Media Format: CD or Download

Media Runtime: 74

Mastering:

DDD

Catalogue Number: CDA68308

CDA68308. HAMELIN New Piano Works

Tracks:

Composition Artist Credit
Variations on a theme of Paganini Marc-André Hamelin, Composer
Marc-André Hamelin, Piano
My feelings about chocolate Marc-André Hamelin, Composer
Marc-André Hamelin, Piano
Suite a l'ancienne (Suite in old form) Marc-André Hamelin, Composer
Marc-André Hamelin, Piano
Barcarolle Marc-André Hamelin, Composer
Marc-André Hamelin, Piano
Variation diabellique sur des themes de Beethoven Marc-André Hamelin, Composer
Marc-André Hamelin, Piano
Pavane variee Marc-André Hamelin, Composer
Marc-André Hamelin, Piano
Chaconne Marc-André Hamelin, Composer
Marc-André Hamelin, Piano
Meditation on Laura Marc-André Hamelin, Composer
Marc-André Hamelin, Piano
Toccata on 'L'homme armé' Marc-André Hamelin, Composer
Marc-André Hamelin, Piano

Oh. My. Word. This is, I think, an important recording, not merely because it captures some of the most astonishing piano-playing you will ever hear but because it places Marc-André Hamelin front and centre as one of the foremost pianist-composers of the day, taking up the long-neglected baton once held by the likes of Rachmaninov, Earl Wild, Busoni and Godowsky.

Like the latter two, he is at his best (and most memorable) as a composer inspired by the music of others; also like them, he is no melodist in the Rachmaninov class. Hamelin is more interested in exploring the expressive potential of the keyboard, new textures and combinations. He does this with clear, sophisticated and sometimes humorous references to the plethora of past masters whose works he has so assiduously championed. Along the way you can hear in different ways his debt to Alkan and Godowsky (of course), Morton Feldman, William Bolcom, Nikolai Kapustin and no doubt several others that are more mischievously concealed. Yet by some mysterious osmotic process it all sounds recognisably, even unmistakably, ‘Hamelinesque’.
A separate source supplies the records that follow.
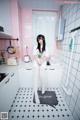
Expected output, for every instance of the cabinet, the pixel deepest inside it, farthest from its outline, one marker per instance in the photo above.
(8, 92)
(25, 77)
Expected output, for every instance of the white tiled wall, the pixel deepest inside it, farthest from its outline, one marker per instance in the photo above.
(72, 15)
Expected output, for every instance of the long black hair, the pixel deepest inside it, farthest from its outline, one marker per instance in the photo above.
(38, 44)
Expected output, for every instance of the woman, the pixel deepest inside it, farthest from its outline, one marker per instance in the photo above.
(40, 56)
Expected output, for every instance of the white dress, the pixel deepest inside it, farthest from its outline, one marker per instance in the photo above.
(39, 73)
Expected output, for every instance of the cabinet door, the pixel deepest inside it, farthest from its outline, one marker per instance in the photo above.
(8, 92)
(5, 96)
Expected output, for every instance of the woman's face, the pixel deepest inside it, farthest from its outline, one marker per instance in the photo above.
(41, 41)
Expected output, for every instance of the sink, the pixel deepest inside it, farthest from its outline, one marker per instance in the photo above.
(2, 76)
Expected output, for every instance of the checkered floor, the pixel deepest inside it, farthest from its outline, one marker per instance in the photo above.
(23, 107)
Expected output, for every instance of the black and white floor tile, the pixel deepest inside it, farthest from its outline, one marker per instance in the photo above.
(23, 107)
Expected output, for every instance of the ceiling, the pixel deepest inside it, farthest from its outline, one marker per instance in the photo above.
(45, 4)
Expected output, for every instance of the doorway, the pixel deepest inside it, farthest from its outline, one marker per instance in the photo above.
(44, 22)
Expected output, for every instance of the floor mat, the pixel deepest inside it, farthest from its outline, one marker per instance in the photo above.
(49, 98)
(23, 107)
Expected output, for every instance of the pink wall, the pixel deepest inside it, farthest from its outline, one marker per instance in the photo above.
(26, 16)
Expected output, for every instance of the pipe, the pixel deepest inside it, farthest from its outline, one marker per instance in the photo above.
(65, 88)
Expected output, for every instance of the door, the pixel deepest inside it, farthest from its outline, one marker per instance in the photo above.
(45, 23)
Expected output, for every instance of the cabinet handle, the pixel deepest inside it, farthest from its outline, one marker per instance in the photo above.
(7, 81)
(28, 69)
(12, 75)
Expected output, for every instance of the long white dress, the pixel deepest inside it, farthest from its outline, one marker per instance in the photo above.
(39, 74)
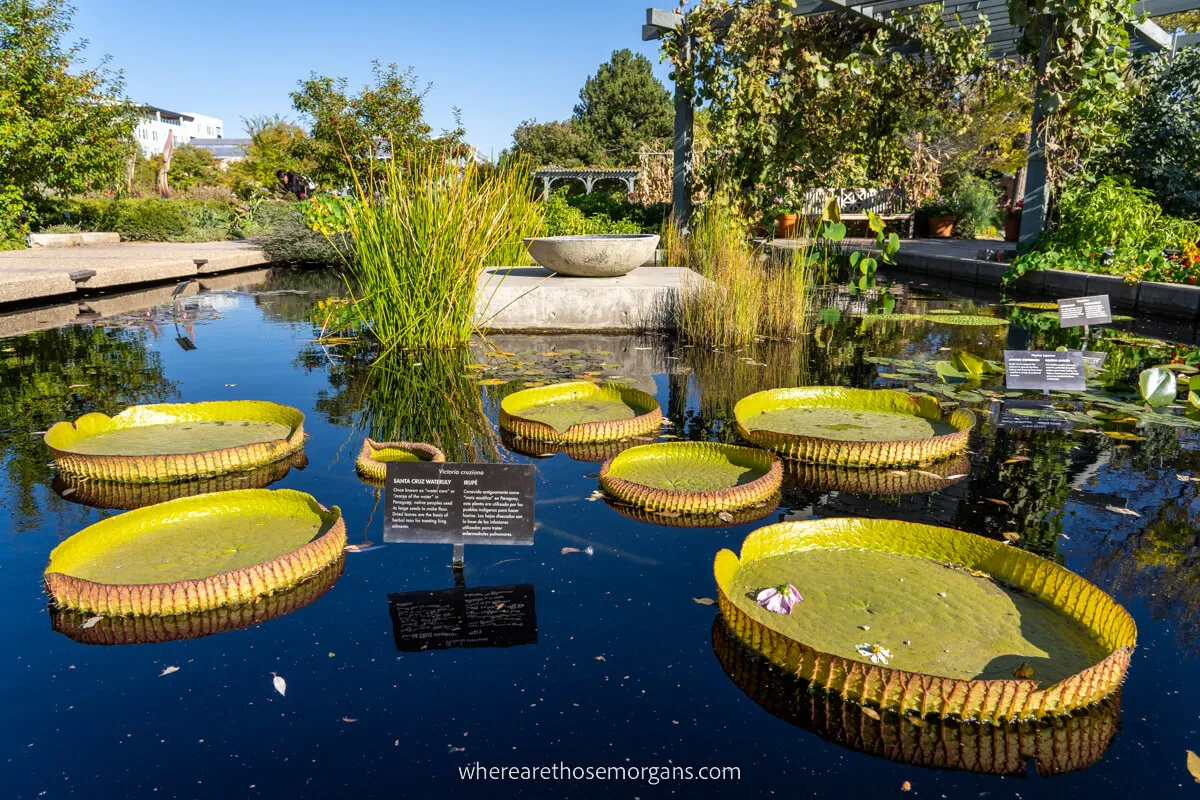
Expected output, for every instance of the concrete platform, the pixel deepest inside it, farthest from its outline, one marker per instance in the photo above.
(534, 299)
(55, 272)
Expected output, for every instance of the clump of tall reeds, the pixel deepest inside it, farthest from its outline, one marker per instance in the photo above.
(751, 292)
(421, 232)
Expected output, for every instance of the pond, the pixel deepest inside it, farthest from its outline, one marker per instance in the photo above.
(617, 659)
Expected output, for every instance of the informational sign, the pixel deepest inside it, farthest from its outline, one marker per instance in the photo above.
(1045, 371)
(459, 504)
(1074, 312)
(490, 617)
(1031, 415)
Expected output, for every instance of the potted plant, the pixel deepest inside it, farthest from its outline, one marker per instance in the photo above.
(1013, 222)
(942, 215)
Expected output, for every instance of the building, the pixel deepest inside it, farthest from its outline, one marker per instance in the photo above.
(226, 151)
(156, 122)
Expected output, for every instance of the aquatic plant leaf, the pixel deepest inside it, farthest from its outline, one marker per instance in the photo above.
(1157, 386)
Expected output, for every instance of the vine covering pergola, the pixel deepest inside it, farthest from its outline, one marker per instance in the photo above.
(1005, 40)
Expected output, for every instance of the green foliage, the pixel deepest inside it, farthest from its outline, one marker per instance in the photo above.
(1107, 226)
(421, 234)
(1086, 76)
(150, 220)
(564, 220)
(802, 102)
(349, 132)
(1163, 148)
(275, 144)
(624, 109)
(558, 144)
(61, 127)
(976, 206)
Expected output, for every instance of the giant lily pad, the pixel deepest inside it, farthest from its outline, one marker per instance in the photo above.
(196, 553)
(691, 477)
(1057, 746)
(975, 629)
(580, 411)
(852, 427)
(125, 497)
(87, 629)
(829, 477)
(373, 458)
(588, 452)
(177, 441)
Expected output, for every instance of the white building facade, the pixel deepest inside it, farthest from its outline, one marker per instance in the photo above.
(156, 122)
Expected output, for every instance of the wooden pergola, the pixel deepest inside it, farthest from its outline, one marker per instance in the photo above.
(1003, 42)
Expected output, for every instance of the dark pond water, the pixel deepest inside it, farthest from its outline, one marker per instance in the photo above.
(624, 668)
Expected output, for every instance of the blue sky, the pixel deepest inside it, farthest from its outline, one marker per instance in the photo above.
(499, 61)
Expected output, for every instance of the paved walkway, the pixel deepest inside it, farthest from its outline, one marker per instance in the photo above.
(47, 274)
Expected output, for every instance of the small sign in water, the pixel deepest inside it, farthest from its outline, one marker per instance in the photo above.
(459, 504)
(489, 617)
(1074, 312)
(1031, 415)
(1045, 371)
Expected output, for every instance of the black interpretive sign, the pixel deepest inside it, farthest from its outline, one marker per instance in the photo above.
(459, 504)
(1031, 415)
(1045, 370)
(1074, 312)
(489, 617)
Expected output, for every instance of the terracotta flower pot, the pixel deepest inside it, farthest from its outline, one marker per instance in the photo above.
(1013, 227)
(787, 226)
(941, 227)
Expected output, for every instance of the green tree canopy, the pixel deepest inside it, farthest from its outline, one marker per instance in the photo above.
(61, 127)
(349, 133)
(624, 109)
(561, 144)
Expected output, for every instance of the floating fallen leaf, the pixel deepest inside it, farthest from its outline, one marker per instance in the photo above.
(1128, 512)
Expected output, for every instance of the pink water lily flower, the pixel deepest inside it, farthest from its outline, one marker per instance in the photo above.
(779, 599)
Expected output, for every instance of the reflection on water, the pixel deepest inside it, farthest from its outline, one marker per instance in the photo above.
(617, 669)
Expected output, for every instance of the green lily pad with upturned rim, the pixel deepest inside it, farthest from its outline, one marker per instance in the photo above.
(580, 413)
(167, 441)
(179, 627)
(1051, 611)
(882, 407)
(126, 497)
(373, 458)
(691, 477)
(195, 554)
(1057, 746)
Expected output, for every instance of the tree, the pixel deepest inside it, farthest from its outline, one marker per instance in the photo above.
(349, 133)
(561, 144)
(1162, 150)
(61, 127)
(275, 144)
(624, 109)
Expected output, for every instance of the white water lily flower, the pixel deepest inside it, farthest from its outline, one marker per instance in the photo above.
(876, 653)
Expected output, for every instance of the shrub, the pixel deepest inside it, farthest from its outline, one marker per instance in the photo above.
(565, 220)
(151, 220)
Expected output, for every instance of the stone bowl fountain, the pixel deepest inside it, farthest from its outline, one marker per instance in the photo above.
(601, 256)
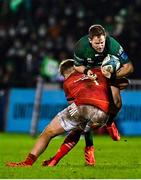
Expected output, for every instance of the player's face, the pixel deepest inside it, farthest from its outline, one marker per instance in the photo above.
(98, 43)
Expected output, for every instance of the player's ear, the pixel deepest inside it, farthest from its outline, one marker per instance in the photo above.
(90, 40)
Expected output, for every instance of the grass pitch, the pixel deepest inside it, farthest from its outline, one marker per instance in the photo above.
(114, 160)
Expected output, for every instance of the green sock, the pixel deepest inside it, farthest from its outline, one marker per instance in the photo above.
(88, 138)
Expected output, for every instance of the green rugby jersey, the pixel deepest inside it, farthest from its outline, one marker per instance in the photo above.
(85, 55)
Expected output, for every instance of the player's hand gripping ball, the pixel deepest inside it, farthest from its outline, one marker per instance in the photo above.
(111, 63)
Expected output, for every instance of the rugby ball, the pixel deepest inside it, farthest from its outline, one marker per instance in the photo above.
(111, 63)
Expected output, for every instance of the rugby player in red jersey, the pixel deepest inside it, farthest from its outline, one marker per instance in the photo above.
(89, 110)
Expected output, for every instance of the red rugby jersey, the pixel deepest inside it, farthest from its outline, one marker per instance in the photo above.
(85, 91)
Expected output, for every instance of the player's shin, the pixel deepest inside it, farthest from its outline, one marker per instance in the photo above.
(112, 129)
(70, 141)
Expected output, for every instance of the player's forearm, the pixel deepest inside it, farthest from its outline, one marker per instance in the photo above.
(125, 70)
(79, 69)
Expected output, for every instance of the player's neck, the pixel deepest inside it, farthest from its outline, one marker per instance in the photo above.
(68, 73)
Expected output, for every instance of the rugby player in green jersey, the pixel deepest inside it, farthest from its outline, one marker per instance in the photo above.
(89, 52)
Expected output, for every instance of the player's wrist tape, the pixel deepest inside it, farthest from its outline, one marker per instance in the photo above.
(86, 71)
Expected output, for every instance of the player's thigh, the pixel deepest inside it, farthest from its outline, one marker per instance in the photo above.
(116, 96)
(54, 128)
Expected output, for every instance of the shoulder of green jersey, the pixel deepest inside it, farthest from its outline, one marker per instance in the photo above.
(78, 58)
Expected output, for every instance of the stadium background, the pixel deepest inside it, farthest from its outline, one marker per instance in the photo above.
(36, 35)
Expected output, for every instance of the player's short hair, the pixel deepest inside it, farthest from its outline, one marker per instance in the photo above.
(96, 30)
(65, 65)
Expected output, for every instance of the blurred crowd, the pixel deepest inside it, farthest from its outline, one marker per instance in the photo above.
(33, 29)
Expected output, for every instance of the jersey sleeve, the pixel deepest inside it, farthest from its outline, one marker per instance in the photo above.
(78, 54)
(68, 95)
(116, 49)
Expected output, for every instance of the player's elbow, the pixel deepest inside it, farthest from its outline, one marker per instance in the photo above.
(129, 68)
(79, 68)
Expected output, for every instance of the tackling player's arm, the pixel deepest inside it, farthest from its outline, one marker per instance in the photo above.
(126, 65)
(79, 61)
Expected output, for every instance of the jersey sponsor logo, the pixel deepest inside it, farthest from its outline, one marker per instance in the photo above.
(78, 58)
(124, 56)
(89, 60)
(82, 78)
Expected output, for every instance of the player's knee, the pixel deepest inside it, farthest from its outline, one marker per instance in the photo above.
(49, 132)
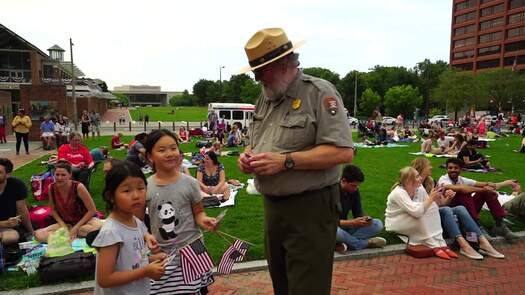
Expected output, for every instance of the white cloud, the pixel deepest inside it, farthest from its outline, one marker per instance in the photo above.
(175, 43)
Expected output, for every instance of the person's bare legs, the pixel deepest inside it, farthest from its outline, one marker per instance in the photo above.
(9, 236)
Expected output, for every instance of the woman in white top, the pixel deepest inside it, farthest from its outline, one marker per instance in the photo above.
(412, 212)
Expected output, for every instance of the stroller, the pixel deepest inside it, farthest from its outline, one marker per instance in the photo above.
(363, 131)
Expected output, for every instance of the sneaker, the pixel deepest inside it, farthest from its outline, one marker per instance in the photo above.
(503, 231)
(376, 242)
(341, 248)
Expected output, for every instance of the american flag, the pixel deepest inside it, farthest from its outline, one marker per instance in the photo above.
(234, 253)
(195, 261)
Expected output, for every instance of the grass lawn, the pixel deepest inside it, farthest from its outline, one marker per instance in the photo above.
(245, 220)
(189, 114)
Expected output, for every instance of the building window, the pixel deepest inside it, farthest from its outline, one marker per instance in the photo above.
(466, 4)
(518, 17)
(519, 31)
(465, 17)
(491, 63)
(466, 66)
(493, 23)
(516, 3)
(464, 42)
(515, 46)
(464, 30)
(489, 50)
(492, 10)
(490, 37)
(509, 61)
(464, 54)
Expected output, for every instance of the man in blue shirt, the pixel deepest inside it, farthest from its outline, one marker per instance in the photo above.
(48, 133)
(357, 233)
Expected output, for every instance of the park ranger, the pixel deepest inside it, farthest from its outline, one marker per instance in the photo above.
(298, 139)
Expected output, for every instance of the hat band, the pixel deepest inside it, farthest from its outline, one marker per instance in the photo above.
(272, 54)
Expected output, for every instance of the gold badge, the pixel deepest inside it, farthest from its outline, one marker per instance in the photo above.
(296, 103)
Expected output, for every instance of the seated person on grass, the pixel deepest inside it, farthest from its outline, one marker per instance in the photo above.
(473, 195)
(71, 205)
(472, 159)
(115, 142)
(48, 133)
(14, 217)
(356, 233)
(212, 177)
(79, 156)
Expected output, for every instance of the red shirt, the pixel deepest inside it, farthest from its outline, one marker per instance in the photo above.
(80, 155)
(115, 141)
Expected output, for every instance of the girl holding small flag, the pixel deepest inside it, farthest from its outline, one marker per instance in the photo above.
(176, 213)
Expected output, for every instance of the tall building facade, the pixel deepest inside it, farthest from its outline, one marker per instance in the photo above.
(488, 34)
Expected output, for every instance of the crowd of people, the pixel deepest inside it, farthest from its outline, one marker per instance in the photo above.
(294, 152)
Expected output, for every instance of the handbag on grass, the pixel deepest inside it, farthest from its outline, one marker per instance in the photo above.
(418, 251)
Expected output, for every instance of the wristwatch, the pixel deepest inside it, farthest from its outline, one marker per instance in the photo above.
(289, 162)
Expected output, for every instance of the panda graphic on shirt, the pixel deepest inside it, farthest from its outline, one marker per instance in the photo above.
(167, 215)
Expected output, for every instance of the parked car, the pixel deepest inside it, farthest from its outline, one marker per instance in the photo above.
(389, 120)
(353, 121)
(439, 119)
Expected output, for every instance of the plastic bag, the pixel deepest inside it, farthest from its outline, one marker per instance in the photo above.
(58, 243)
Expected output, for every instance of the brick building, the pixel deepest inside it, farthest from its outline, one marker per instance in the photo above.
(42, 83)
(488, 34)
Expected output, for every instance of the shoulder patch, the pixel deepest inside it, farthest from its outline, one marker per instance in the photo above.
(330, 104)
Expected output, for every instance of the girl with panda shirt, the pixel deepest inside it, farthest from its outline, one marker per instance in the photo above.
(176, 213)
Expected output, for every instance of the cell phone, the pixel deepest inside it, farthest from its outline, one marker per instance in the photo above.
(221, 215)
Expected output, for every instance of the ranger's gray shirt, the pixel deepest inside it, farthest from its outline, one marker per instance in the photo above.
(171, 215)
(311, 113)
(132, 254)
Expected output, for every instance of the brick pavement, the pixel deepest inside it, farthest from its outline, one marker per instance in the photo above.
(401, 274)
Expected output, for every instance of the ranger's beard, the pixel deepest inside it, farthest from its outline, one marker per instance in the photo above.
(276, 90)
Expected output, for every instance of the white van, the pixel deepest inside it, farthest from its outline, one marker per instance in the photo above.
(233, 112)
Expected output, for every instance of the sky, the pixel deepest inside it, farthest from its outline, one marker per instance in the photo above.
(173, 44)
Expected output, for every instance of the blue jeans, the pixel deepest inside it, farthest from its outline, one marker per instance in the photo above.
(451, 227)
(356, 238)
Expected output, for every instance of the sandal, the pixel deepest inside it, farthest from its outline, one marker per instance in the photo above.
(440, 253)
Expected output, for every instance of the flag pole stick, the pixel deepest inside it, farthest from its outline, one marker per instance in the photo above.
(234, 237)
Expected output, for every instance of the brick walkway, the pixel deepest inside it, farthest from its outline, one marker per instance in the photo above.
(401, 274)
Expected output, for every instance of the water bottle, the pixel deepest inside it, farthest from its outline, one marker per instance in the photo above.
(1, 258)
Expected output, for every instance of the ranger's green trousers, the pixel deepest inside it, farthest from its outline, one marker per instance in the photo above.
(300, 240)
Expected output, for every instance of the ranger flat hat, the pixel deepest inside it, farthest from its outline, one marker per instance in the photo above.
(266, 46)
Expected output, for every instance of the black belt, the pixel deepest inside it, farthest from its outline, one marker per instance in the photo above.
(299, 195)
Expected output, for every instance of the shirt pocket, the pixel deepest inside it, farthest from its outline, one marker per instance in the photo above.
(293, 133)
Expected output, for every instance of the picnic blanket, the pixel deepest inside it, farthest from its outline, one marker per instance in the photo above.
(502, 198)
(390, 145)
(429, 155)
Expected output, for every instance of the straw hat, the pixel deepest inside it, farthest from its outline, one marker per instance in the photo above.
(266, 46)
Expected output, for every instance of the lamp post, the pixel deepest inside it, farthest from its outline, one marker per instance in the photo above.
(220, 82)
(73, 78)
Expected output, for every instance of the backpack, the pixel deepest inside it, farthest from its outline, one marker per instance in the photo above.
(40, 185)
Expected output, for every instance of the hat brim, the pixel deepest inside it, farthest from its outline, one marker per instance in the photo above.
(250, 68)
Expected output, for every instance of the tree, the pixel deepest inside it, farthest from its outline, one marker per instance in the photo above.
(232, 88)
(206, 91)
(428, 74)
(122, 98)
(323, 73)
(402, 100)
(346, 88)
(382, 78)
(250, 91)
(370, 100)
(456, 90)
(504, 88)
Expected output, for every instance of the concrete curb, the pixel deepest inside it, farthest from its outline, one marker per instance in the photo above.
(257, 265)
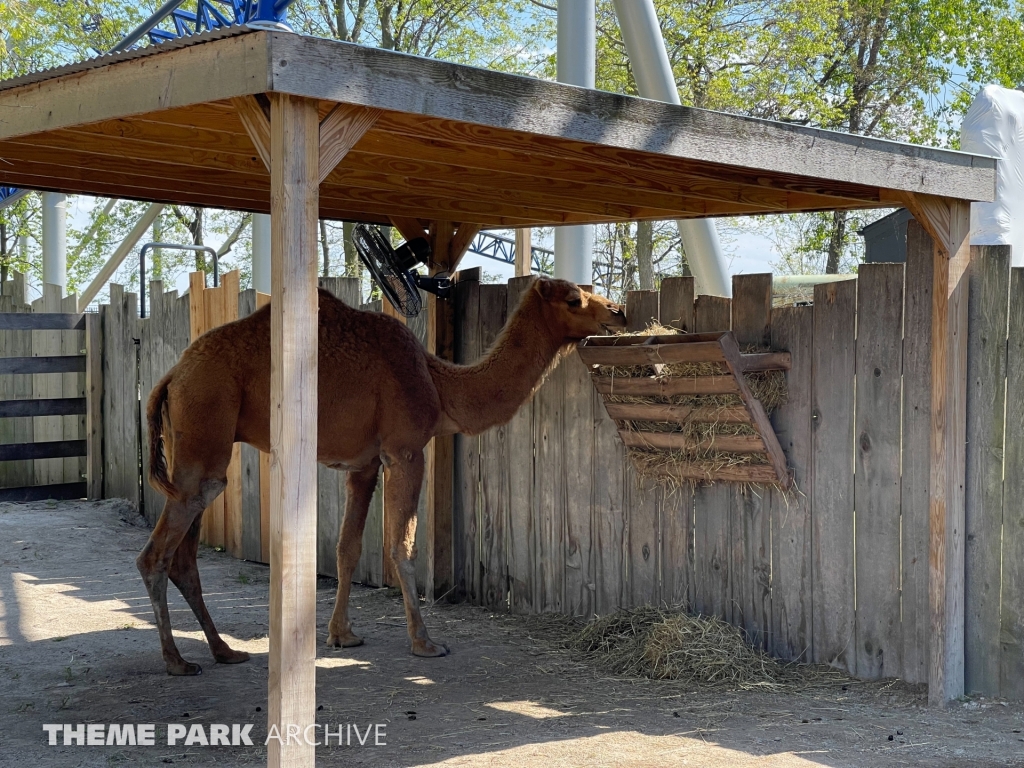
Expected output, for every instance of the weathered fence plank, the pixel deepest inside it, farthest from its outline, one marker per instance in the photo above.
(641, 309)
(916, 452)
(986, 371)
(520, 523)
(609, 521)
(643, 500)
(121, 436)
(370, 568)
(465, 523)
(579, 448)
(832, 494)
(1012, 619)
(249, 464)
(94, 409)
(713, 550)
(877, 485)
(793, 330)
(549, 404)
(676, 305)
(47, 343)
(750, 511)
(493, 487)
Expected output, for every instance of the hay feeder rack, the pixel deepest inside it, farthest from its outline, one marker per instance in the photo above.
(658, 351)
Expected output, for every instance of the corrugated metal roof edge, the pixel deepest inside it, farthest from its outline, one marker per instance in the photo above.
(110, 58)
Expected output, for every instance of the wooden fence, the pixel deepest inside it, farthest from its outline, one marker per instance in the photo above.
(48, 429)
(549, 515)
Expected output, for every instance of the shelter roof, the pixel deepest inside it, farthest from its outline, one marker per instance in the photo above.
(454, 142)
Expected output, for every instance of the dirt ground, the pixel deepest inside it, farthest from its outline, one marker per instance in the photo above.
(78, 645)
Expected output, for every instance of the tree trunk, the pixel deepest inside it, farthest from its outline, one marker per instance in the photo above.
(837, 242)
(158, 253)
(196, 228)
(351, 257)
(645, 254)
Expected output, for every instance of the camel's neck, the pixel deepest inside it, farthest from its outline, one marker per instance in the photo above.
(487, 393)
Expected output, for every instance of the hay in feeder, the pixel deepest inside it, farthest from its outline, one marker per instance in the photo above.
(702, 651)
(769, 387)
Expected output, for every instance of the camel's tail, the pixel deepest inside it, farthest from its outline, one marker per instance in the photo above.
(155, 414)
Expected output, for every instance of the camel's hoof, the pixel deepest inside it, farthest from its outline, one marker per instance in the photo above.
(348, 640)
(183, 669)
(430, 649)
(231, 656)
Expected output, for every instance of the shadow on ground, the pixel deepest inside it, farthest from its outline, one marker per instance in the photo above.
(78, 645)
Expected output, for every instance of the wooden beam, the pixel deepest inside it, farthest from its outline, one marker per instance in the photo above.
(411, 228)
(146, 82)
(461, 241)
(949, 223)
(295, 164)
(257, 125)
(481, 104)
(339, 131)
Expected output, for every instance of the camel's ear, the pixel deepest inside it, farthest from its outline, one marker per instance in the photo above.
(546, 288)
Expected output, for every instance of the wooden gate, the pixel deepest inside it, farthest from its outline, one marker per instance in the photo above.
(49, 431)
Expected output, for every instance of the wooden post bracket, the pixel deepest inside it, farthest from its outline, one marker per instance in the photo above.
(718, 348)
(339, 131)
(947, 220)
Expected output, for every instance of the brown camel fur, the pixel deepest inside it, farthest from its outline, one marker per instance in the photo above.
(382, 397)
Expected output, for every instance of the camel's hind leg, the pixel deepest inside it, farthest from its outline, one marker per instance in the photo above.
(184, 574)
(155, 562)
(401, 496)
(360, 489)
He begins with his Variations on a Theme of Paganini, the same celebrated theme that has attracted Liszt, Brahms, Rachmaninov, Ignaz Friedman, Mark Hambourg, Lutosławski and many others. It’s the earliest work here (2011) and on the occasions I have heard him play the piece live it has brought the house down, just as Horowitz used to with his Carmen Variations, child’s play compared with the immense technical challenges Hamelin has set himself and dispatched with breathtaking élan. A modern classic already. The programme is bookended with a second dazzling showpiece, his Toccata on L’homme armé (based on the familiar 15th-century Burgundian song, much used by composers over the centuries) commissioned for the 2017 Van Cliburn International Piano Competition. Another work likely to (eventually) enter the regular piano repertoire.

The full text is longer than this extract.